Abstract
Atopic dermatitis (AD) is a kind of chronic skin disease with inflammatory infiltration, characterized by skin barrier dysfunction, immune response dysregulation, and skin dysbiosis. Thymic stromal lymphopoietin (TSLP) acts as a regulator of immune response, positively associated with AD deterioration. Mainly secreted by keratinocytes, TSLP interacts with multiple immune cells (including dendritic cells, T cells, and mast cells), following induction of Th2-oriented immune response during the pathogenesis of AD. This article primarily focuses on the TSLP biological function, the relationship between TSLP and different cell populations, and the AD treatments targeting TSLP.
1. Introduction
Atopic dermatitis (AD) is one of the most frequent chronic and relapsing inflammatory skin diseases, which is featured by intense itching along with various clinical symptoms and signs [1]. Over the past three decades, AD affects up to 20% of the population and children in particular among developed countries [2]. Recent study concerning the prevalence of AD in China found that 30.48% of infants and 12.94% of children under 7 years old suffer from AD [3]. Accompanied by persistent or recurrent scratching and inflammation, patients suffering from AD usually develop skin thickening and lichenification during the long-term disease course.
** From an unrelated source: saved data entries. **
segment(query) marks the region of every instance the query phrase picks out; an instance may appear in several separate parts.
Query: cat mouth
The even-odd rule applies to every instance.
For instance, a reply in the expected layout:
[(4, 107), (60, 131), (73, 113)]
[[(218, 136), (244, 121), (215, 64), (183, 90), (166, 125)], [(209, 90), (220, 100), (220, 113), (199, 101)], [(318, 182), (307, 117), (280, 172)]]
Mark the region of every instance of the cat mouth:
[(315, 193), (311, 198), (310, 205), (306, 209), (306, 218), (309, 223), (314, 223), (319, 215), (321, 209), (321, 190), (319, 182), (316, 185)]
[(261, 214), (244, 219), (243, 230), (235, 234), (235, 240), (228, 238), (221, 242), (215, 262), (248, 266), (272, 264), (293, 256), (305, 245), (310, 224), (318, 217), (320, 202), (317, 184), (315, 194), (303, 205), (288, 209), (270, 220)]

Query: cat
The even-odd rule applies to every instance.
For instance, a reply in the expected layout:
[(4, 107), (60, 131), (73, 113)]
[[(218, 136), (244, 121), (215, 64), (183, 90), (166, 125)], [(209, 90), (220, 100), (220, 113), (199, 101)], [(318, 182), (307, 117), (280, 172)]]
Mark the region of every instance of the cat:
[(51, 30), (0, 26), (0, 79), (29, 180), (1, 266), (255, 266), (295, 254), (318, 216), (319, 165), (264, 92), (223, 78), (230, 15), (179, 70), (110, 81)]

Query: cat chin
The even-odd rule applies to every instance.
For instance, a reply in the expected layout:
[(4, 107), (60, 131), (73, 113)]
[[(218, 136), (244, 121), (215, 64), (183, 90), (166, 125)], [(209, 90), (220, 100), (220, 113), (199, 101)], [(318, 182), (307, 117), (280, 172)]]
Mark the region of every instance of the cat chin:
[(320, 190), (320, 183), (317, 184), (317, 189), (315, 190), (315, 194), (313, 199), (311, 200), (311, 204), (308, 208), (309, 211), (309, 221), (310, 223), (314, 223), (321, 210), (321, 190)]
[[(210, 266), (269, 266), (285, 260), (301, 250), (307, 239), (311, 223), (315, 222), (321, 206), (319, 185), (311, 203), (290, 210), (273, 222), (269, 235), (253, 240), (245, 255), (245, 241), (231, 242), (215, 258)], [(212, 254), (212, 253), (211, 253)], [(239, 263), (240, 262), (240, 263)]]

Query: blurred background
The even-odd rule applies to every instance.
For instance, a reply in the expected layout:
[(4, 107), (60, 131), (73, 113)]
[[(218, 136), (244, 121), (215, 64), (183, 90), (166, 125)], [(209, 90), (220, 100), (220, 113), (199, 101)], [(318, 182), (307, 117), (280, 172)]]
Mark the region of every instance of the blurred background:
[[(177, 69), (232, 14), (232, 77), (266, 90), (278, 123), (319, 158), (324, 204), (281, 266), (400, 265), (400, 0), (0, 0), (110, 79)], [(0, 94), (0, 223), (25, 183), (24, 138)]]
Chronic itching of the skin is a characteristic symptom of AD, disturbing patients' daily routines and life quality [4, 5].
The family history of AD or asthma and seasonal allergies is closely related with increased risk of AD in childhood [6, 7]. Apart from genetic disorders, the development of AD is involved with a series of relevant factors, including immune dysregulation, skin microbiota imbalance, epidermal barrier defect, and environmental stimuli (e.g., ambient allergens and stress) [8, 9]. AD as a type 2 immune response usually results in the inhibition of epidermal differentiation and elevation of skin permeability [10, 11]. Moreover, infiltration of inflammatory cell in AD lesional skin is typically featured by the presence of various T cell subpopulations and type 2 innate lymphoid cells (ILC2), prompting a T helper (Th) type 2-predominant inflammation [12, 13]. Keratinocytes, as the largest quantity of cell in epidermis, are serving a significant role in promoting AD proinflammatory environment [14]. Thus, these cells together secrete abundant chemokines, antimicrobial peptides, and cytokines, such as thymic stromal lymphopoietin (TSLP), interleukin- (IL-) 25, IL-33 that drives the infiltration of both innate immune cells (e.g., ILCs and mast cells), and T cells in AD lesional skin [15].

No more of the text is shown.